(Carl Von Clausewitz)
L'image marquante du président de la RDC, Félix Tshisekedi, à la tribune du Global Gateway Forum de Bruxelles, tendant la main au chef d'État rwandais, Paul Kagame, en l'appelant à faire "la paix des braves", suscite diverses réactions dans l'opinion publique.
La partie rwandaise exulte, moquant celui qui défiait récemment leur président et menaçait de déclarer la guerre à leur pays après la réactivation du M23, un groupe rebelle soutenu par le Rwanda, qui a conquis deux grandes villes dans l'est de la RDC et qui continue de grignoter du terrain malgré les processus de paix en cours.

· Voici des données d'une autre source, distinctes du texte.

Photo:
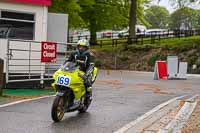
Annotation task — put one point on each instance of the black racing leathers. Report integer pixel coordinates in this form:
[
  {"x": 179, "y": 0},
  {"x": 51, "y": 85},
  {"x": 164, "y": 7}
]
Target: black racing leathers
[{"x": 82, "y": 56}]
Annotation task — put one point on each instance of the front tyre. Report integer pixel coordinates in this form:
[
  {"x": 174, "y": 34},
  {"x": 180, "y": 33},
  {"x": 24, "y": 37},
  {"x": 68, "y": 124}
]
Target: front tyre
[{"x": 58, "y": 109}]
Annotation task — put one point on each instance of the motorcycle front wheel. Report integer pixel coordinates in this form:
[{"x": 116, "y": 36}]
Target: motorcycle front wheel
[{"x": 58, "y": 109}]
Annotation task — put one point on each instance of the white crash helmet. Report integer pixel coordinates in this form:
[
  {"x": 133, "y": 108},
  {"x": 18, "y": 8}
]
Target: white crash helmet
[{"x": 83, "y": 42}]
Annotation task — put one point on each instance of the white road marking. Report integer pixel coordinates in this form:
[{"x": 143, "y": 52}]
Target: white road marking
[{"x": 25, "y": 100}]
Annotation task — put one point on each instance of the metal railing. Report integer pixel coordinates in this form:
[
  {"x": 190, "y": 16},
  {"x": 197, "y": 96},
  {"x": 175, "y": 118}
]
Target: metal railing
[{"x": 23, "y": 61}]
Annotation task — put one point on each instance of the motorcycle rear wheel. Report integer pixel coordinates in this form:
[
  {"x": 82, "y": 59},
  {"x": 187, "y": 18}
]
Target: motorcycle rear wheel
[
  {"x": 58, "y": 109},
  {"x": 87, "y": 103}
]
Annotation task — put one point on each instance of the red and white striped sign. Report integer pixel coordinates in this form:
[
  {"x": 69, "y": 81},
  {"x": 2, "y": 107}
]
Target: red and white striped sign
[
  {"x": 48, "y": 51},
  {"x": 35, "y": 2}
]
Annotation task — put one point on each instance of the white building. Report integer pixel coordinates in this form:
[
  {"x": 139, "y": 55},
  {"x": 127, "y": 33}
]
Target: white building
[{"x": 28, "y": 20}]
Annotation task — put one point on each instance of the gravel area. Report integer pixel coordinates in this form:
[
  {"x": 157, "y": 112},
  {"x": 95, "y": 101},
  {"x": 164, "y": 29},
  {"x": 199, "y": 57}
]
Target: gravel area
[{"x": 193, "y": 124}]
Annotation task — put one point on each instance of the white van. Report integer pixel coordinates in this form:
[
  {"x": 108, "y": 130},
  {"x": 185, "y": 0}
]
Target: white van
[{"x": 140, "y": 29}]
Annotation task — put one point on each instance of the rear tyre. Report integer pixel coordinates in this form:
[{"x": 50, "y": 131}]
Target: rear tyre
[
  {"x": 87, "y": 102},
  {"x": 58, "y": 109}
]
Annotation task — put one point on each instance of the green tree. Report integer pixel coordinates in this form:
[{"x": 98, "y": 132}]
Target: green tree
[
  {"x": 182, "y": 3},
  {"x": 102, "y": 14},
  {"x": 196, "y": 19},
  {"x": 69, "y": 7},
  {"x": 182, "y": 18},
  {"x": 136, "y": 15},
  {"x": 157, "y": 16}
]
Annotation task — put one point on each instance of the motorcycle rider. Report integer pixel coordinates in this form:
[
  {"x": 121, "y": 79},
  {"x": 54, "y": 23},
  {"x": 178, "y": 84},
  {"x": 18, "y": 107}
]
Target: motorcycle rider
[{"x": 82, "y": 56}]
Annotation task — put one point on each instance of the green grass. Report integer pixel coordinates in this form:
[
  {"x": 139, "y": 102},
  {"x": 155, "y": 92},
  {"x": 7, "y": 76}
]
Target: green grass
[{"x": 185, "y": 41}]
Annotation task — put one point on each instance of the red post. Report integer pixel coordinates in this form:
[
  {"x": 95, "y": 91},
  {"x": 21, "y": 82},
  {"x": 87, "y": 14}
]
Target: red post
[{"x": 1, "y": 76}]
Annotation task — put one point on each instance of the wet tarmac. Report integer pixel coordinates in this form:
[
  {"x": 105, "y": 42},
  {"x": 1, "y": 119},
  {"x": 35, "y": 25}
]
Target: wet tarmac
[{"x": 119, "y": 97}]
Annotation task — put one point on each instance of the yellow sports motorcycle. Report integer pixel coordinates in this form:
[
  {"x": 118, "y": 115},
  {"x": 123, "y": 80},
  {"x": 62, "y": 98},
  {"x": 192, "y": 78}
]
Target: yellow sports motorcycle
[{"x": 71, "y": 92}]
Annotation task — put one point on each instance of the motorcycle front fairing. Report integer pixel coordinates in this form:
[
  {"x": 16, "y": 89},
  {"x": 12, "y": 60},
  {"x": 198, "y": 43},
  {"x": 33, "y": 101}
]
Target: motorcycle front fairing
[{"x": 68, "y": 76}]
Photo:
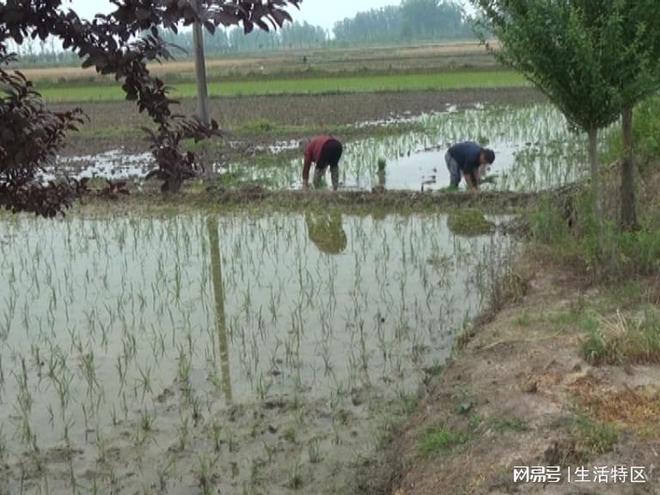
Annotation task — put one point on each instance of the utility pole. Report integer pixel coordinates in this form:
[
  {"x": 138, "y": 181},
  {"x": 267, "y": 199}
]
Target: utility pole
[{"x": 200, "y": 69}]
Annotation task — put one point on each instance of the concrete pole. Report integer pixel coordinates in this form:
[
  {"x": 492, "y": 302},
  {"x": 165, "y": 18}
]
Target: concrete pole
[{"x": 200, "y": 70}]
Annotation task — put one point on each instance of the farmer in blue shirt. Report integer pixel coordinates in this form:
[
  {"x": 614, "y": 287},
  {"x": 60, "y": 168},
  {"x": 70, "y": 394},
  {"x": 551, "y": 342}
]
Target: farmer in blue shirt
[{"x": 469, "y": 160}]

Les opposants congolais ne sont pas en reste, certains persiflant avec jubilation sur ce qu'ils considèrent comme une supplication humiliante qui entérine la défaite du pays.
Cette déclaration de Félix Tshisekedi, faite visiblement avec le cœur lourd, est un moment douloureux pour tous les patriotes congolais, dans le contexte actuel où notre souveraineté est bafouée par ce pays voisin, où nos populations sont violentées et soumises à la loi du plus fort à Goma et Bukavu, et où un pillage en règle de nos ressources est en cours.
Le Chef de l'État avait cru en la capacité de l'armée congolaise à donner le change face aux forces rwandaises et à leurs supplétifs. Sans doute rassuré par notre état-major. Il avait répondu aux provocations rwandaises, avec peut-être beaucoup trop d'assurances, se laissant même aller à une escalade verbale en écho à la colère des congolais meurtris par les violences et déstabilisations dont est coupable le Rwanda depuis 30 ans.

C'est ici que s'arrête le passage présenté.